Fachada de Ayuntamiento Municipal de San Francisco de Macorís.
Un vistazo a San Francisco de Macorís en su 239 aniversario

El miércoles 20 de septiembre en curso San Francisco de Macorís cumple 239 años de su fundación.

Uno de los pocos pueblos del país que tienen acta de nacimiento. En la referida fecha de 1778 funcionarios del Estado Español firmaron los documentos que le dieron origen oficial en terrenos que donaron las familias Tejada y De Jesús.

Por las situaciones que vamos a enumerar no queda espacio a la duda para comprender que el desarrollo social y el progreso material de San Francisco de Macorís se produce por generación espontánea.

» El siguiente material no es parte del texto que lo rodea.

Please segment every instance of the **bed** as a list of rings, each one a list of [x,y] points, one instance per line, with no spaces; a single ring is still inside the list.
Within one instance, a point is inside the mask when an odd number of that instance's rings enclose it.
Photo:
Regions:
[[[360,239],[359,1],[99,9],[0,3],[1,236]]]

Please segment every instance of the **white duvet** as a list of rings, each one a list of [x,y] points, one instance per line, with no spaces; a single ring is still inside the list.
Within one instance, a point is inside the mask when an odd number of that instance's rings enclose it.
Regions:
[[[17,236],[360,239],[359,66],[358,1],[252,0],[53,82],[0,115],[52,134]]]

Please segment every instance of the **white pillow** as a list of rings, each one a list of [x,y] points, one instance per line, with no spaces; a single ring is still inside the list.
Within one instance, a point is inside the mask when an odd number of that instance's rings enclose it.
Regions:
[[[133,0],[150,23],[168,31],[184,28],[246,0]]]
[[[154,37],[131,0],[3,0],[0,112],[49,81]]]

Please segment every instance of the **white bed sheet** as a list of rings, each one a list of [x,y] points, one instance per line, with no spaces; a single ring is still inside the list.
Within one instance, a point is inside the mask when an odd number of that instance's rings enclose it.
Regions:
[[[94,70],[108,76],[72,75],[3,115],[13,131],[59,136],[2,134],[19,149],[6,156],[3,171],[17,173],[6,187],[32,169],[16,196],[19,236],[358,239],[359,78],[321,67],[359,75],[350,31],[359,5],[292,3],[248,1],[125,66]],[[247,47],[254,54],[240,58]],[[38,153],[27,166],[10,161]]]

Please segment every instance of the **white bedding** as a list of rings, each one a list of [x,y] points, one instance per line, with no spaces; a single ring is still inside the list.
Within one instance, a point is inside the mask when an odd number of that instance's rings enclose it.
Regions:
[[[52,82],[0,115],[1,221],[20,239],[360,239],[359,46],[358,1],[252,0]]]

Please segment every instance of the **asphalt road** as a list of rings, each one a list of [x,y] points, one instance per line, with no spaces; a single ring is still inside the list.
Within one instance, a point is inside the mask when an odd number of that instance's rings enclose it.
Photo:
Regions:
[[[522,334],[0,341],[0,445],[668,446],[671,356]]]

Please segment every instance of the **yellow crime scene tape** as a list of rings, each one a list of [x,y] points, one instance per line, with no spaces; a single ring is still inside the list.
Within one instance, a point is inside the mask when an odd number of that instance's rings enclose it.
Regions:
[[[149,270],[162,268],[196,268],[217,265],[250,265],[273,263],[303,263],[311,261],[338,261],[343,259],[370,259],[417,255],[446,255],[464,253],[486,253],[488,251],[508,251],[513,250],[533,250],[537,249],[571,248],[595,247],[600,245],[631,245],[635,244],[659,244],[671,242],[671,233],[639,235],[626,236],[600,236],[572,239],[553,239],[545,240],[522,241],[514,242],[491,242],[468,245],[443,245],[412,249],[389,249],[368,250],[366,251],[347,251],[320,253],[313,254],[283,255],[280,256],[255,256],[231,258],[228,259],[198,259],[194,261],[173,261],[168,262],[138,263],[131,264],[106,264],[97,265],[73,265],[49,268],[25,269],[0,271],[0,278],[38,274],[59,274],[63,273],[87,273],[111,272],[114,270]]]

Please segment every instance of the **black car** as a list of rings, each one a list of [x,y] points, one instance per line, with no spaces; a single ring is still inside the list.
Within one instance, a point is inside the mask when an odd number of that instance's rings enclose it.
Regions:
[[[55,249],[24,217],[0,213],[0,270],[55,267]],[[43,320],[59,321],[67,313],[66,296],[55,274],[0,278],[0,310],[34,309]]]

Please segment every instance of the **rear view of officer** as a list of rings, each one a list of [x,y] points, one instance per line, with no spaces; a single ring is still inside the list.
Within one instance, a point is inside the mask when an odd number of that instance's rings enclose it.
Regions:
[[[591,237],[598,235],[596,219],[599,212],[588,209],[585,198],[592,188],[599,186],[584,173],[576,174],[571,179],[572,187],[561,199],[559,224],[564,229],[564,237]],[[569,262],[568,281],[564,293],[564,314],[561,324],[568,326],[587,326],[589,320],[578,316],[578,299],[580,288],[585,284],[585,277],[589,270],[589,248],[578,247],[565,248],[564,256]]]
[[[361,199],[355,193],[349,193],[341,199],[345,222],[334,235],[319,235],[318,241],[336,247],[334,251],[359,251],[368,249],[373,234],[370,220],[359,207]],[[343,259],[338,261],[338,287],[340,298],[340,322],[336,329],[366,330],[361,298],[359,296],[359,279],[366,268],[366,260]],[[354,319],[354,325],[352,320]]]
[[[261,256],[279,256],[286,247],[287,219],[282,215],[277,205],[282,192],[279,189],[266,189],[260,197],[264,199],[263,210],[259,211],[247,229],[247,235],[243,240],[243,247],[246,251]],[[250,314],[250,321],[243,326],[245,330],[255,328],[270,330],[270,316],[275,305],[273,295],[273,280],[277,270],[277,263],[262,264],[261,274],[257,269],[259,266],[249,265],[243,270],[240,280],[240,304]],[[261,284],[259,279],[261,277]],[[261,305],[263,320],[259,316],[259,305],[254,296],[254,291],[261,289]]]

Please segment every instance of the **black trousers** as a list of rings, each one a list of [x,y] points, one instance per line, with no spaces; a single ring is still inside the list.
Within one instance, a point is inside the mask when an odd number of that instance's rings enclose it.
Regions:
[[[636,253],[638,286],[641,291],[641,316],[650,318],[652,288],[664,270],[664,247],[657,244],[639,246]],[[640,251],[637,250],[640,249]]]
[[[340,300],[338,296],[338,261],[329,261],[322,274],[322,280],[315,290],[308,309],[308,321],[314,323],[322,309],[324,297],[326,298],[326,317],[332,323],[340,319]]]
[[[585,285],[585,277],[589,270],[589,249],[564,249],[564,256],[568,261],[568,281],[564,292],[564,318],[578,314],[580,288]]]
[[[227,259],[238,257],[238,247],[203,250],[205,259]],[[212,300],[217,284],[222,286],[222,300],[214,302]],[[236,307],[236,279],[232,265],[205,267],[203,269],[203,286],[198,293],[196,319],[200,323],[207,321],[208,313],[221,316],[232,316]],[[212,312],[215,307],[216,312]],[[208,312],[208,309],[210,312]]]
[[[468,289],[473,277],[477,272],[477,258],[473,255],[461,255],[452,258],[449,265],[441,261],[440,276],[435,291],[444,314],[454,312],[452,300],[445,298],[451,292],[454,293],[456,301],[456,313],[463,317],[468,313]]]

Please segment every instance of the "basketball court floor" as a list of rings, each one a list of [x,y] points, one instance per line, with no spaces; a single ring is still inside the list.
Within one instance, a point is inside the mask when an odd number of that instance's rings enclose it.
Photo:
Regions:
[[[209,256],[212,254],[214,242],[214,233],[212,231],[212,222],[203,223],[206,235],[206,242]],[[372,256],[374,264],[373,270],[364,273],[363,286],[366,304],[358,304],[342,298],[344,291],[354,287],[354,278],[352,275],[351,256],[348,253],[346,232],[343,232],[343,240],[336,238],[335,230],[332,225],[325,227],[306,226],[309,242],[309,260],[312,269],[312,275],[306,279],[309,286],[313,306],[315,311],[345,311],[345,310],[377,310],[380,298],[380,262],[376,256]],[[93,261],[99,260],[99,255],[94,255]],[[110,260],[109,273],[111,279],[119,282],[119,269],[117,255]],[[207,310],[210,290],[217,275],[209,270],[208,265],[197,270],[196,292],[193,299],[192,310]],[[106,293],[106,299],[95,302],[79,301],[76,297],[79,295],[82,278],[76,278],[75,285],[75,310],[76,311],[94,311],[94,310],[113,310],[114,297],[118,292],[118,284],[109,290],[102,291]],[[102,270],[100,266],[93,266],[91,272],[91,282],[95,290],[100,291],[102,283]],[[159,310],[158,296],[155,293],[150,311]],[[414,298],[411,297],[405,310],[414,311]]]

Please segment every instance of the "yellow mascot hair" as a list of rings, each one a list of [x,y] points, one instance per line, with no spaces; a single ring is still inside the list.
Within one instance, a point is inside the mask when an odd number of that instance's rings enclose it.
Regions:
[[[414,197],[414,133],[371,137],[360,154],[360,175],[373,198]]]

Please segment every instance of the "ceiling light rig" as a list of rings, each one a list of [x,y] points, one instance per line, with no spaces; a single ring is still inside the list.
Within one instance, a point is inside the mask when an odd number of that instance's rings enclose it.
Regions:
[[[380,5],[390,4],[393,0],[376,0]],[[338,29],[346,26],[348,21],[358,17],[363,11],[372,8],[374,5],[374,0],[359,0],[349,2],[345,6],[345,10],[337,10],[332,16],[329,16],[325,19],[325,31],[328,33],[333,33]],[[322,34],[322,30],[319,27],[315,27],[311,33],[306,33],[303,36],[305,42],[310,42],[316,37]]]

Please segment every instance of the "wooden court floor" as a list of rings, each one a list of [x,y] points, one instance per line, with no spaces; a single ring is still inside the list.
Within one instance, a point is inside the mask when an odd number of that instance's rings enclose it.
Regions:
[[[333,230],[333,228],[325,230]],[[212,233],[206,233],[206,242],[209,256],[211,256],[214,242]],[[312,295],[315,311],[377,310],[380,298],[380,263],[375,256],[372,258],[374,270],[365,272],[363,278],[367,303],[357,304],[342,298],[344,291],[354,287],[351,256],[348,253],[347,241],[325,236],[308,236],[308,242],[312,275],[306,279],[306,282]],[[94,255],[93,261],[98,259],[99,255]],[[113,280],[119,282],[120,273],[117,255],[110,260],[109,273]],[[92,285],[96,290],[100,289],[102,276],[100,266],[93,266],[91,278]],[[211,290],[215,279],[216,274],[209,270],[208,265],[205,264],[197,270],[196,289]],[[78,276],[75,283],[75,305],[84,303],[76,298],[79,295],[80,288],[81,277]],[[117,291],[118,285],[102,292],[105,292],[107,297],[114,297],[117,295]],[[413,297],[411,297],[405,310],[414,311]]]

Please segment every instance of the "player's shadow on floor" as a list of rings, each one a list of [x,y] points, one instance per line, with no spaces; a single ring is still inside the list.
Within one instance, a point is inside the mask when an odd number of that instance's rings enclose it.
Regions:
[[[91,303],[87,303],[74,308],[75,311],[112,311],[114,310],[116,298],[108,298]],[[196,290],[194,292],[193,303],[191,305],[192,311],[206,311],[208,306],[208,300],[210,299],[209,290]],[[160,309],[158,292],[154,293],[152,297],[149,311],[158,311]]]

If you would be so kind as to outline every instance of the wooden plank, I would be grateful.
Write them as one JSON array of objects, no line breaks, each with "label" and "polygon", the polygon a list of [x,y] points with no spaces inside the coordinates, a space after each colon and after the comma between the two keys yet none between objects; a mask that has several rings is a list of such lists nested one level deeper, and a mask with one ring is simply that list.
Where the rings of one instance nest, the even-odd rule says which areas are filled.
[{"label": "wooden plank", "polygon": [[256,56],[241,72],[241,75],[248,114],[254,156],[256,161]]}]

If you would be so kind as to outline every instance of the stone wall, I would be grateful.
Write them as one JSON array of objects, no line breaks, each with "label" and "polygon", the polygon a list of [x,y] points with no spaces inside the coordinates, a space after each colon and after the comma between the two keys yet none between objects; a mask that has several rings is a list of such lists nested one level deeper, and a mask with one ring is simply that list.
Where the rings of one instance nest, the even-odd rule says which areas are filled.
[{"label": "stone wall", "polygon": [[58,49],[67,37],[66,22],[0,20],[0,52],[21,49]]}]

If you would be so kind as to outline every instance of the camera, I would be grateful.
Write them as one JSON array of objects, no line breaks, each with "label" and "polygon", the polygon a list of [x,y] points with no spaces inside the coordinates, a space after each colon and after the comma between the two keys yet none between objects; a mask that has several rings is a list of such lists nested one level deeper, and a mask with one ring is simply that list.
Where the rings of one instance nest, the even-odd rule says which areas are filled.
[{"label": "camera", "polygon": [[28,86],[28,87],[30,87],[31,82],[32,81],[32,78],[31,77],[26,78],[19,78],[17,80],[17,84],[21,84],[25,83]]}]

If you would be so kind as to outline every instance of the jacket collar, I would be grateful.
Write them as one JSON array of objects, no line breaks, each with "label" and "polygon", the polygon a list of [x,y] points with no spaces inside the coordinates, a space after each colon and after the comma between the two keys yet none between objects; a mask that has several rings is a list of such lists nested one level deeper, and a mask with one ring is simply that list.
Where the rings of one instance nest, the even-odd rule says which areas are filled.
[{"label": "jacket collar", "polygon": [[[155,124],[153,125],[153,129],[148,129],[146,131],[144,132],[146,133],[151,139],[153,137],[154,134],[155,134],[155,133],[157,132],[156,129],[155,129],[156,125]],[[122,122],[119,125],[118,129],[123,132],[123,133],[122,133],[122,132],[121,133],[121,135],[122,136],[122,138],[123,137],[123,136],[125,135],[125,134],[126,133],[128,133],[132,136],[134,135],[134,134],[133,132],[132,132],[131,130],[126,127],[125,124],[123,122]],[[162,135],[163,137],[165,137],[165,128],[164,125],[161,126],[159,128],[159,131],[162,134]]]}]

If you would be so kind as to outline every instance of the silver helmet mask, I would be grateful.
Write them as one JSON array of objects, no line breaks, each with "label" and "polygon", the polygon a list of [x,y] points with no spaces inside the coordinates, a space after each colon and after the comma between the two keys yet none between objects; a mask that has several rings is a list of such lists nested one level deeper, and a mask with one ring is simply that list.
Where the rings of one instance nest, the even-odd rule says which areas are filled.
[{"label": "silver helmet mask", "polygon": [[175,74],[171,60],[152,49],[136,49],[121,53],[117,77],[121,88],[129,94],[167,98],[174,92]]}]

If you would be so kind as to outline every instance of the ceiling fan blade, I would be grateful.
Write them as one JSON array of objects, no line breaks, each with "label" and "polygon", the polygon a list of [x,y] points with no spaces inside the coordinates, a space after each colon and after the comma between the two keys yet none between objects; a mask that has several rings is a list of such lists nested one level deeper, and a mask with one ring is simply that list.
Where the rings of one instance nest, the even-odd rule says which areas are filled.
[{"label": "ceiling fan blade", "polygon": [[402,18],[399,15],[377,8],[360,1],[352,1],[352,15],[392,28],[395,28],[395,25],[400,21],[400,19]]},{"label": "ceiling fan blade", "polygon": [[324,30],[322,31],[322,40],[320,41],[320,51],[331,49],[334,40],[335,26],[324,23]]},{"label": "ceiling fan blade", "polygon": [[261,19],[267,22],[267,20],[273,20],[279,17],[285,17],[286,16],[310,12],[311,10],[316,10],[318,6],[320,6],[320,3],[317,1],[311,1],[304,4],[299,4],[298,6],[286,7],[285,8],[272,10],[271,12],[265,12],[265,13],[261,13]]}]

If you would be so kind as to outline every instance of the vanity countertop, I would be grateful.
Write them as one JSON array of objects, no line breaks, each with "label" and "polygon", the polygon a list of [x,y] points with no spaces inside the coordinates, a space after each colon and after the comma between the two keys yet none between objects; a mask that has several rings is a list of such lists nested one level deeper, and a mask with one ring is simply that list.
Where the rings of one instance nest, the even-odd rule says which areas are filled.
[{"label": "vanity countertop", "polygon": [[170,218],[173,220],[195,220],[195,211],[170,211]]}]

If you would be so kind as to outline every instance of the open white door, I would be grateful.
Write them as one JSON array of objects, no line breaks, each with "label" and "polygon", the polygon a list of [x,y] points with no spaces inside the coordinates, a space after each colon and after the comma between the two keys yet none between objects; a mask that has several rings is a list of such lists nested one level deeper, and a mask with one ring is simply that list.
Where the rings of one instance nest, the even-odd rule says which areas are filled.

Con el trazado y construcción de la autopista Duarte que iniciaron los yanquis en 1922, San Francisco de Macorís por más de 25 kilómetros quedó separada de ese importante vector de desarrollo y desde su nacimiento es una comunidad mediterránea por la distancia de 70 kilómetros que la separa del mar.

A la luz de ese evidente aislamiento, la ciudad y municipio de San Francisco de Macorís, llamada por antonomasia Ciudad del Jaya, podemos afirmar que cuanto se logra en progreso material y desarrollo social cae por gravedad u obra algún milagro.

¿Porqué plasmamos esta afirmación?

Porque en 32 años que cumple EL JAYA el 20 de noviembre, el autor de este texto es y ha sido testigo y cronista de todo cuanto ha ocurrido aquí, de los contables logros y de las incontables frustraciones cosechadas en tres décadas y, por consiguiente, este rotativo se constituye en la memoria histórica del San Francisco de Macorís del período: 1985-2017.

¿Y que hemos visto y escrito?

  • Una clase política dedicada a fabricar miseria.
  • Un estado indigente que pese a tener el diagnóstico de todas las necesidades y problemas a resolver, se limita a ofrecer soluciones que nunca llegan.
  • Congresistas improductivos, incapaces de impulsar proyectos de impacto.
  • Gobernadores reducidos en funcionarios inorgánicos con funciones de representación, tramitar documentos y peticiones a instancias superiores.

Esto explica porqué los aportes del Estado Dominicano al progreso de San Francisco de Macorís son como partos de elefantes, es decir, llegan de tiempo en tiempo sin secuencias, aislados.

Pese a esa anomia del Estado que se expresa en la escasa y esporádica inversión en obras para San Francisco de Macorís, las fuerzas productivas independientes del sector gubernamental mantienen su indetenible dinámica creadora de talentos humanos y riquezas en diversos campos.

Esa dinámica que sostiene y acelera el sector privado es la que diferencia al San Francisco de Macorís de 239 años de las ciudades como Higüey, Azua, Cotuí y La Vega con 517 años cada una de fundadas.

Significa que San Francisco de Macorís como pueblo produce y tiene vida propia, sin necesidad de cercanías al mar o a autopistas de caudaloso movimiento de mercaderías.

Una característica importante de San Francisco de Macorís es que gran cantidad de sus residentes económicamente activos han llegado de otras comunidades, es decir que no son nativos, lo cual se convierte en razón y estímulo para que estos se hagan emprendedores y autosuficientes.

Además la productividad de sus tierras permiten cosechas de diferentes rubros durante el año lo que facilita el desarrollo de una economía mixta, diferente a las comunidades de economía zafrera o estacional como ocurre con las zonas de plantaciones cañeras.

A la dinámica de San Francisco de Macorís se integra también la llamada economía del cariño, representada en las remesas que hacen los dominicanos en el exterior a sus familiares de las cuales invierten en la industria de la construcción, comercios y muchas otras áreas.